Struct Regex

Source

pub struct Regex<'a> { /* private fields */ }

Available on crate features regex-automata and regex-lita only.

Expand description

A compiled regular expression for searching Unicode haystacks.

A Regex can be used to search haystacks, split haystacks into substrings or replace substrings in a haystack with a different substring. All searching is done with an implicit (?s:.)*? at the beginning and end of an pattern. To force an expression to match the whole string (or a prefix or a suffix), you can use anchored search or an anchor like ^ or $ (or \A and \z).

§Overview

The most important methods are as follows:

Regex::new compiles a regex using the default configuration. A Builder permits setting a non-default configuration. (For example, case insensitive matching, verbose mode and others.)
Regex::is_match reports whether a match exists in a particular haystack.
Regex::find reports the byte offsets of a match in a haystack, if one exists. [Regex::find_iter] returns an iterator over all such matches.
Regex::captures returns a Captures, which reports both the byte offsets of a match in a haystack and the byte offsets of each matching capture group from the regex in the haystack. [Regex::captures_iter] returns an iterator over all such matches.

§Example

use ib_matcher::regex::lita::Regex;

let re = Regex::new(r"^[0-9]{4}-[0-9]{2}-[0-9]{2}$")?;
assert!(re.is_match("2010-03-14"));

With IbMatcher’s Chinese pinyin and Japanese romaji matching:

// cargo add ib-matcher --features regex,pinyin,romaji
use ib_matcher::{
    matcher::{MatchConfig, PinyinMatchConfig, RomajiMatchConfig},
    regex::{lita::Regex, Match},
};

let config = MatchConfig::builder()
    .pinyin(PinyinMatchConfig::default())
    .romaji(RomajiMatchConfig::default())
    .build();

let re = Regex::builder()
    .ib(config.shallow_clone())
    .build("raki.suta")
    .unwrap();
assert_eq!(re.find("「らき☆すた」"), Some(Match::must(0, 3..18)));

let re = Regex::builder()
    .ib(config.shallow_clone())
    .build("pysou.*?(any|every)thing")
    .unwrap();
assert_eq!(re.find("拼音搜索Everything"), Some(Match::must(0, 0..22)));

let config = MatchConfig::builder()
    .pinyin(PinyinMatchConfig::default())
    .romaji(RomajiMatchConfig::default())
    .mix_lang(true)
    .build();
let re = Regex::builder()
    .ib(config.shallow_clone())
    .build("(?x)^zangsounofuri-?ren # Mixing pinyin and romaji")
    .unwrap();
assert_eq!(re.find("葬送のフリーレン"), Some(Match::must(0, 0..24)));

For more examples and the syntax, see crate::regex.

§Case insensitivity

To enable case insensitivity:

use ib_matcher::{matcher::{PinyinMatchConfig, PlainMatchConfig, MatchConfig}, regex::lita::Regex};

let re = Regex::builder().ib(MatchConfig::default()).build("foo").unwrap();
assert!(re.is_match("FOO"));

// Alternatively, with `case_insensitive()`:
let re = Regex::builder()
    .ib(MatchConfig::builder()
        .case_insensitive(true)
        .pinyin(PinyinMatchConfig::default())
        .build())
    .build("pyss")
    .unwrap();
assert!(re.is_match("PY搜索"));

Note that enabling syntax.case_insensitive will make ib (i.e. pinyin and romaji match) doesn’t work at the moment. You should only set MatchConfigBuilder::case_insensitive (PlainMatchConfigBuilder::case_insensitive).

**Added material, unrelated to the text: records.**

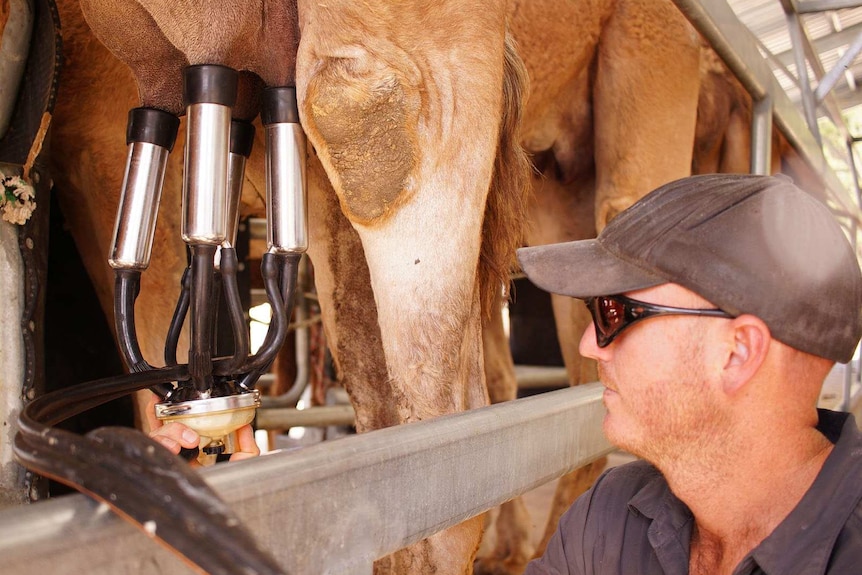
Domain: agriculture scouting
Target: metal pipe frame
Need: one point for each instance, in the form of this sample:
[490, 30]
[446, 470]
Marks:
[383, 490]
[736, 45]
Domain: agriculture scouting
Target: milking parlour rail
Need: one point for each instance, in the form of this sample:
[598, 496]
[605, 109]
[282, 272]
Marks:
[337, 506]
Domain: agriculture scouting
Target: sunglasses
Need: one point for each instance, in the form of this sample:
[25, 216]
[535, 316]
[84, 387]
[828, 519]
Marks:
[614, 313]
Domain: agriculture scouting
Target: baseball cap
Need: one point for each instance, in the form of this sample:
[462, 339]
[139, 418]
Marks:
[749, 244]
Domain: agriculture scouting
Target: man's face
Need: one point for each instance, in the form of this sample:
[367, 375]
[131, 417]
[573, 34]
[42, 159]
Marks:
[662, 395]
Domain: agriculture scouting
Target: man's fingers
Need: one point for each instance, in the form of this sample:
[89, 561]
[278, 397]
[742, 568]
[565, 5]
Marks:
[247, 446]
[175, 435]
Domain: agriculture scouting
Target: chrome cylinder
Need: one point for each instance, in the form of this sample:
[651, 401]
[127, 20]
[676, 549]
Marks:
[135, 225]
[205, 213]
[286, 193]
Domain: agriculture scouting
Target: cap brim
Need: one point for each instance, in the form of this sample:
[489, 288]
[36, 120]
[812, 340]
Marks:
[583, 269]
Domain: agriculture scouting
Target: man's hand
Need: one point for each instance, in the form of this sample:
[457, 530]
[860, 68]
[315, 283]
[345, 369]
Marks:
[175, 435]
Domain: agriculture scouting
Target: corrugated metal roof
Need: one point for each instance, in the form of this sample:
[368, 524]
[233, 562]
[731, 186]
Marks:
[831, 33]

If you need case insensitive character classes, you need to write (?i:[a-z]) instead at the moment.

§Synchronization and cloning

In order to make the Regex API convenient, most of the routines hide the fact that a Cache is needed at all. To achieve this, a memory pool is used internally to retrieve Cache values in a thread safe way that also permits reuse. This in turn implies that every such search call requires some form of synchronization. Usually this synchronization is fast enough to not notice, but in some cases, it can be a bottleneck. This typically occurs when all of the following are true:

The same Regex is shared across multiple threads simultaneously, usually via a util::lazy::Lazy or something similar from the once_cell or lazy_static crates.
The primary unit of work in each thread is a regex search.
Searches are run on very short haystacks.

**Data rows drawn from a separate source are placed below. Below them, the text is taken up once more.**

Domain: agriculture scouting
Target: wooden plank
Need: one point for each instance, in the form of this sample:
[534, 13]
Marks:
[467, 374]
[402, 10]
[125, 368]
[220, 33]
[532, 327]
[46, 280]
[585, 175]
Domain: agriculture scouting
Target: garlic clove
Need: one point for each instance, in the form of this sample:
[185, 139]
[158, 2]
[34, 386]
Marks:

This particular case can lead to high contention on the pool used by a Regex internally, which can in turn increase latency to a noticeable effect. This cost can be mitigated in one of the following ways:

Use a distinct copy of a Regex in each thread, usually by cloning it. Cloning a Regex does not do a deep copy of its read-only component. But it does lead to each Regex having its own memory pool, which in turn eliminates the problem of contention. In general, this technique should not result in any additional memory usage when compared to sharing the same Regex across multiple threads simultaneously.
Use lower level APIs, like [Regex::try_find], which permit passing a Cache explicitly. In this case, it is up to you to determine how best to provide a Cache. For example, you might put a Cache in thread-local storage if your use case allows for it.

Overall, this is an issue that happens rarely in practice, but it can happen.

§Warning: spin-locks may be used in alloc-only mode

When this crate is built without the std feature and the high level APIs on a Regex are used, then a spin-lock will be used to synchronize access to an internal pool of Cache values. This may be undesirable because a spin-lock is effectively impossible to implement correctly in user space. That is, more concretely, the spin-lock could result in a deadlock.

If one wants to avoid the use of spin-locks when the std feature is disabled, then you must use APIs that accept a Cache value explicitly. For example, [Regex::try_find].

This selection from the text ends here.